Speakers: Dara Silverman, Principal, Rise Consulting; Carla Wallace, Coordinating Team, Showing Up for Racial Justice; Dottye Burt-Markowitz, Baltimore Racial Justice Action
What’s the Future of College for Students of Color?
Record numbers of students of color are headed to college, but is a degree still worth it? College is getting harder and harder to pay for, and young people are graduating with dismal job prospects and heavy loan debt. Even still, record numbers of students of color are graduating from for-profit colleges. What does this change mean for communities of color?

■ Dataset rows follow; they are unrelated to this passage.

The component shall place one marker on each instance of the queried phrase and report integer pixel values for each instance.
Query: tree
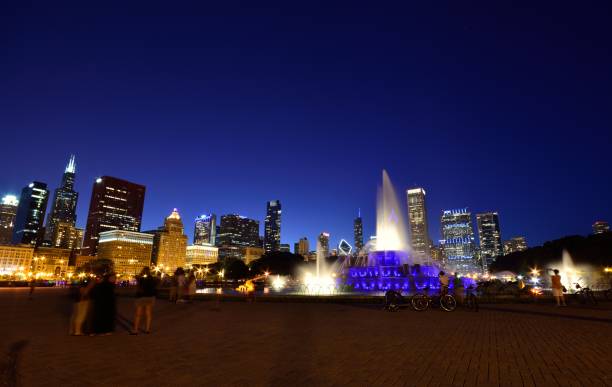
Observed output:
(282, 263)
(595, 250)
(236, 269)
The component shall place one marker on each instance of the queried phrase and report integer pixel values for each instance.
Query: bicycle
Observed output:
(421, 302)
(586, 294)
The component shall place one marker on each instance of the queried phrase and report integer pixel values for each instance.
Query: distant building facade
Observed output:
(205, 231)
(63, 211)
(458, 241)
(129, 251)
(358, 232)
(323, 245)
(302, 247)
(489, 236)
(251, 254)
(272, 226)
(170, 244)
(236, 230)
(51, 261)
(514, 245)
(8, 211)
(202, 255)
(116, 204)
(601, 227)
(30, 215)
(15, 259)
(417, 215)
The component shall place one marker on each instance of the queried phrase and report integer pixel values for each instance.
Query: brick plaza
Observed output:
(307, 344)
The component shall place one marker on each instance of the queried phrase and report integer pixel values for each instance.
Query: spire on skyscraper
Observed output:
(71, 167)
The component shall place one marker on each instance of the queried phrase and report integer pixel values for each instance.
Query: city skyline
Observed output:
(334, 239)
(509, 116)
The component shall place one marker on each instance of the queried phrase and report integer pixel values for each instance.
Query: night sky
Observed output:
(222, 106)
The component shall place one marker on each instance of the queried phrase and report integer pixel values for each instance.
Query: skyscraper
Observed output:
(115, 205)
(489, 236)
(205, 231)
(236, 230)
(458, 241)
(515, 245)
(130, 251)
(63, 209)
(272, 226)
(8, 211)
(323, 245)
(417, 214)
(358, 232)
(170, 244)
(31, 214)
(601, 227)
(302, 247)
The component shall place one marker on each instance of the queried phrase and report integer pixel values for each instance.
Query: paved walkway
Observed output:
(277, 344)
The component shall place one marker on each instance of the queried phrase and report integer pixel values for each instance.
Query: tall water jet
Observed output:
(391, 230)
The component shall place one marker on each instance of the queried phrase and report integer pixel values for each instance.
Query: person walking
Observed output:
(145, 299)
(191, 287)
(81, 307)
(458, 288)
(557, 287)
(104, 308)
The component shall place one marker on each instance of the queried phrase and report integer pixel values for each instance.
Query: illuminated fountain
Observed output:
(389, 265)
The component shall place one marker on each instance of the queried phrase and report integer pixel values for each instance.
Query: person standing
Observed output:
(145, 299)
(444, 281)
(191, 287)
(555, 280)
(181, 285)
(81, 307)
(458, 288)
(104, 308)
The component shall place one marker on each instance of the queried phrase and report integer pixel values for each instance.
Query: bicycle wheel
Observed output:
(448, 303)
(420, 302)
(392, 301)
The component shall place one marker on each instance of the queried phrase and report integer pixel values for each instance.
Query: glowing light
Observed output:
(278, 283)
(10, 200)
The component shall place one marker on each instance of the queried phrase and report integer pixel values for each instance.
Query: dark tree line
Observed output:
(595, 250)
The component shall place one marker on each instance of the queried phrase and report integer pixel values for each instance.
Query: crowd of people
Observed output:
(95, 307)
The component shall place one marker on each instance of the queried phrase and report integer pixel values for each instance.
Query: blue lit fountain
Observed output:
(389, 263)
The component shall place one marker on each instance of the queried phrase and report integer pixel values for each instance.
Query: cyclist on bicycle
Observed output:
(444, 281)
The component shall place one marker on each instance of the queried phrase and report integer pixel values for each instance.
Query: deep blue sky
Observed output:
(222, 106)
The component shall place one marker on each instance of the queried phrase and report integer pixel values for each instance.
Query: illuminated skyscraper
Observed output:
(31, 214)
(236, 230)
(63, 209)
(458, 241)
(323, 245)
(514, 245)
(272, 226)
(417, 214)
(130, 251)
(115, 205)
(358, 232)
(344, 248)
(170, 244)
(8, 211)
(601, 227)
(490, 237)
(205, 231)
(302, 247)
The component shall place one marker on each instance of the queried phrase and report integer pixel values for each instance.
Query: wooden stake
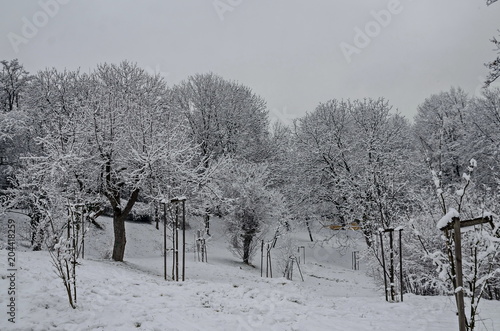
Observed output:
(183, 239)
(459, 292)
(165, 241)
(383, 265)
(400, 265)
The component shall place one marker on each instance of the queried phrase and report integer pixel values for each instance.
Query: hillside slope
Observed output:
(222, 294)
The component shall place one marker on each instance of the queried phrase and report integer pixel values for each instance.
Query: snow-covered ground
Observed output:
(222, 294)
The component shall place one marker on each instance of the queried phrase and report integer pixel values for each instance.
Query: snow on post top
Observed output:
(447, 219)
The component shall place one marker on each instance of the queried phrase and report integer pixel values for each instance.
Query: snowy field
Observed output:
(222, 294)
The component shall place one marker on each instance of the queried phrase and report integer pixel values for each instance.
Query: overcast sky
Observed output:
(293, 53)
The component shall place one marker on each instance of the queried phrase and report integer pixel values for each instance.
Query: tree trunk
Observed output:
(120, 238)
(247, 240)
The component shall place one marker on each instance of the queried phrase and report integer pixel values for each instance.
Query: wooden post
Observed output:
(383, 265)
(165, 240)
(456, 225)
(183, 239)
(176, 230)
(391, 254)
(261, 256)
(401, 265)
(459, 292)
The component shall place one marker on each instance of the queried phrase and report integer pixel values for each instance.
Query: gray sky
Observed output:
(295, 54)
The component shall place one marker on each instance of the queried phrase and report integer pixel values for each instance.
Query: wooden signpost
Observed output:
(456, 225)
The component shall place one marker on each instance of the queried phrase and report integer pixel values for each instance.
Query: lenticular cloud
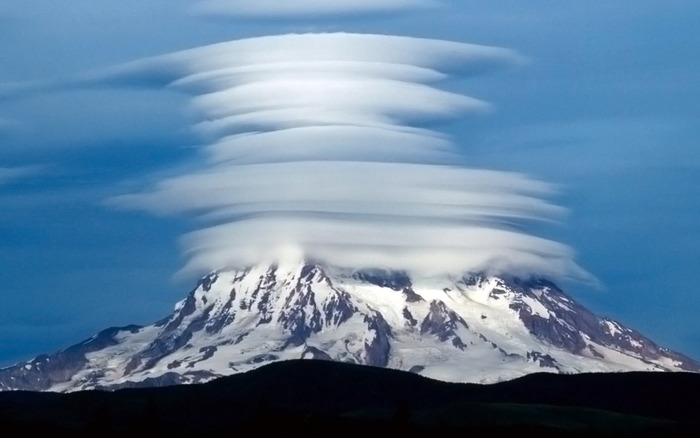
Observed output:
(287, 8)
(319, 145)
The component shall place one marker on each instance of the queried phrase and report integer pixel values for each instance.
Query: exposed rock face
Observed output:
(473, 329)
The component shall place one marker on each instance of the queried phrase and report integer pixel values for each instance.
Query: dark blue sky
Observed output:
(607, 109)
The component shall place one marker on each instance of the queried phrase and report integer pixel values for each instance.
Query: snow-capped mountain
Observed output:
(471, 329)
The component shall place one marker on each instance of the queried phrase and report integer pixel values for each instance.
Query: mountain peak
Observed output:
(476, 328)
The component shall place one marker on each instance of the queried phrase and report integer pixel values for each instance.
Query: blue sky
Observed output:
(606, 108)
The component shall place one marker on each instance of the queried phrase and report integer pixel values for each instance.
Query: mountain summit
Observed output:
(475, 328)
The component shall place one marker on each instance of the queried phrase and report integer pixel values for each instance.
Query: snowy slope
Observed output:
(470, 329)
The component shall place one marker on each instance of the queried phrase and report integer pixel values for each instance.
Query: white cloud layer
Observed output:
(317, 145)
(301, 8)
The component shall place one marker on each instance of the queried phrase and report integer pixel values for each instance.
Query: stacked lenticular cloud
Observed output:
(318, 146)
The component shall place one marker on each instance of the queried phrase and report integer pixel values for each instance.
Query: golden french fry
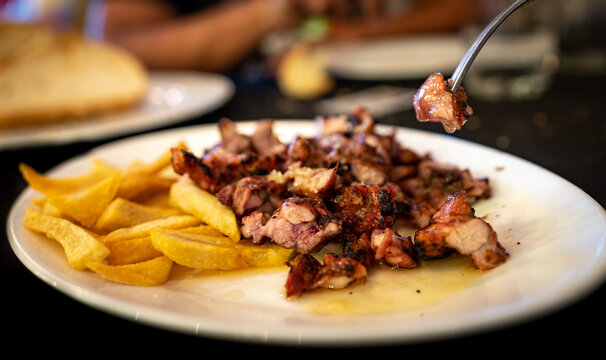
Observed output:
(79, 245)
(131, 251)
(198, 251)
(146, 273)
(85, 206)
(157, 165)
(53, 186)
(123, 213)
(203, 229)
(265, 255)
(205, 206)
(139, 186)
(144, 229)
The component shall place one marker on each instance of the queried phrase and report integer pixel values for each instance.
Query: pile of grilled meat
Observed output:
(349, 185)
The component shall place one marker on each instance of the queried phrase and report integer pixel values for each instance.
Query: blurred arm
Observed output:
(425, 16)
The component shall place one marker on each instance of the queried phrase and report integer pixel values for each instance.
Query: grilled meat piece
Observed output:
(455, 228)
(339, 272)
(218, 168)
(302, 274)
(301, 223)
(307, 273)
(435, 181)
(311, 182)
(394, 249)
(359, 248)
(252, 193)
(364, 208)
(435, 102)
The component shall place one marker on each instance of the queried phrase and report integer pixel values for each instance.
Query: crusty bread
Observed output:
(48, 77)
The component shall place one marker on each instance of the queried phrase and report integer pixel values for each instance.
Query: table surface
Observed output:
(564, 131)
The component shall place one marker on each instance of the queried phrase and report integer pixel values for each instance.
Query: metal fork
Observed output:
(472, 52)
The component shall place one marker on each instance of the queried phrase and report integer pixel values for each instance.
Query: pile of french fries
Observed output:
(131, 225)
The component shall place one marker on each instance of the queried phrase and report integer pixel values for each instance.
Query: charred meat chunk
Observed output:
(252, 193)
(435, 102)
(364, 208)
(307, 273)
(454, 228)
(393, 249)
(219, 168)
(301, 223)
(359, 248)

Speakers: Tiffany Loftin, President, The United States Student Association; Tressie McMillan Cottom, Research and PhD Candidate, Emory University [Ed's note: Ms. McMillan Cottom has also been a Guest Contributor to The R - AG]
We’re looking forward to connecting with a lot of our allies, meeting some new ones, and sharing our findings with our fellow Racializens in the days ahead. Hope to see you in Baltimore!